Delta encoding is most often used for things like sound encoding where you can "fudge" the accuracy at times without major problems. For example, if you have a change from one sample to the next that's larger than you've left space to encode, you can encode a maximum change in the current difference, and add the difference to the next delta (and if you don't mind some back-tracking, you can distribute some to the previous delta as well). This will act as a low-pass filter, limiting the gradient between samples.
For example, in the series you gave, a simple delta encoding requires ten bits to represent all the differences. By dropping the LSB, however, nearly all the samples (all but one, in fact) can be encoded in 8 bits.
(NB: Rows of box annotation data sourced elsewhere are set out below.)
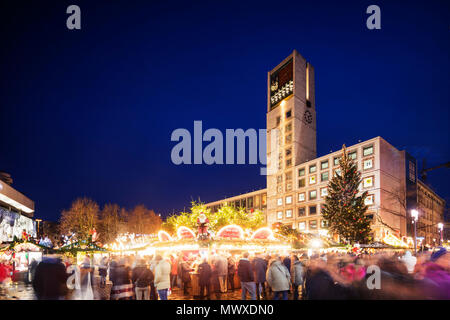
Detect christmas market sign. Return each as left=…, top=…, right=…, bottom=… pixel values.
left=177, top=226, right=195, bottom=239
left=158, top=230, right=173, bottom=242
left=216, top=224, right=244, bottom=239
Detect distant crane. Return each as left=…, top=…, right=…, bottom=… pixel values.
left=420, top=159, right=450, bottom=182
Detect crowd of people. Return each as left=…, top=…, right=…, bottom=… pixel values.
left=0, top=248, right=450, bottom=300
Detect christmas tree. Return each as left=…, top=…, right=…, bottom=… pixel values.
left=322, top=145, right=371, bottom=243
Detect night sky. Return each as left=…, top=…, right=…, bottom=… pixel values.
left=0, top=0, right=450, bottom=220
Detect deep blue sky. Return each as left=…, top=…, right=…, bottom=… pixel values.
left=0, top=0, right=450, bottom=220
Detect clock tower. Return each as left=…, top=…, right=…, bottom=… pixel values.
left=267, top=50, right=317, bottom=224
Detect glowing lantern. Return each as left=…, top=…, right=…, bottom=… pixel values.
left=250, top=227, right=273, bottom=240
left=217, top=224, right=244, bottom=239
left=158, top=230, right=173, bottom=242
left=177, top=226, right=195, bottom=239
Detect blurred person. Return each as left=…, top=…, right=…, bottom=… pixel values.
left=155, top=255, right=170, bottom=300
left=253, top=253, right=267, bottom=300
left=266, top=256, right=291, bottom=300
left=237, top=252, right=256, bottom=300
left=198, top=258, right=212, bottom=300
left=33, top=256, right=68, bottom=300
left=131, top=259, right=154, bottom=300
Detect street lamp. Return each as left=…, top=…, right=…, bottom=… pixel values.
left=411, top=209, right=419, bottom=255
left=438, top=222, right=444, bottom=246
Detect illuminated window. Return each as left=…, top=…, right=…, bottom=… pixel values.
left=364, top=194, right=373, bottom=206
left=298, top=207, right=306, bottom=217
left=286, top=209, right=292, bottom=218
left=298, top=178, right=305, bottom=188
left=286, top=196, right=292, bottom=204
left=363, top=159, right=373, bottom=170
left=309, top=220, right=317, bottom=230
left=363, top=177, right=373, bottom=188
left=363, top=146, right=373, bottom=157
left=298, top=221, right=306, bottom=230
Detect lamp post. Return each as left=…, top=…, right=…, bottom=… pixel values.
left=438, top=222, right=444, bottom=246
left=411, top=209, right=419, bottom=255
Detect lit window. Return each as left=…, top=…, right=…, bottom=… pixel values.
left=298, top=192, right=305, bottom=202
left=363, top=177, right=373, bottom=188
left=364, top=194, right=373, bottom=206
left=348, top=151, right=356, bottom=160
left=363, top=146, right=373, bottom=157
left=286, top=196, right=292, bottom=204
left=363, top=159, right=373, bottom=170
left=298, top=179, right=305, bottom=188
left=298, top=207, right=306, bottom=217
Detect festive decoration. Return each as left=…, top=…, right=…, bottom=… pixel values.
left=322, top=145, right=371, bottom=243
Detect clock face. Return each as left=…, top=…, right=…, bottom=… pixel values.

That one has a difference (right shifted one bit) of -173, so if we represent it as -128, we have 45 left. We can distribute that error evenly between the preceding and following sample. In that case, the output won't be an exact match for the input, but if we're talking about something like sound, the difference probably won't be particularly obvious.
I did mention that it was an exercise that I had to complete and the solution that I received was deemed not good enough, so I wanted some constructive feedback seeing as actual companies never decide to tell you what you did wrong.
When the array is compressed I store the differences and not the original values except the first as this was my understanding. If you had looked at my code I have provided a full solution but my question was how bad was it?